Por outro lado, os gatos que são alvo de colheita na Fundação Francisco de Assis «são os mais dóceis, e aqueles que são logo adoptados».

Dar para receber

Quanto a distribuição, explica, esta é feita mediante requisição e mediante o pagamento de uma quantia no Hospital. «As clínicas e consultório que queiram colaborar connosco, e requerem o nosso sangue, terão de dar uma pequena contribuição (cerca de 85 euros por cada unidade de sangue) porque manter este tipo de serviços a funcionar fica muito cara, só o controlo de qualidade fica caríssimo».

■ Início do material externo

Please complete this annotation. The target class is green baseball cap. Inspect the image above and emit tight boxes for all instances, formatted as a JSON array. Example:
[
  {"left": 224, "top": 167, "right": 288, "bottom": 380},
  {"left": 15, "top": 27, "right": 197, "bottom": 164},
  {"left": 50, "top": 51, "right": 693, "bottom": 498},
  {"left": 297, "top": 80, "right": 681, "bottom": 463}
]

Contudo, as clínicas que queiram enviar dadores que estejam a ser tratados nas suas instalações, ficarão isentos de qualquer pagamento. «Passam oficialmente a constar da lista dos colaboradores desta grande empreitada».
Para já, os dadores (50 cães e 20 gatos) formam um grupo que «é razoável». Apesar da quantidade não ser sinónimo de qualidade, importará angariar mais dadores para que não se esteja a sobrecarregar sempre os mesmos. «Um em cada três dadores são rejeitados. Daí que seja importante ter um leque mais alargado e animais dadores», sintetiza.

O BSV de Lisboa tem conquistado as simpatias da classe médica da capital. Constança Pomba revela que o «bom ambiente e as boas relações que ainda existem na classe» estão a ajudar ao. «A Faculdade tem, também, como missão ser uma ajuda aos colegas que estão na privada».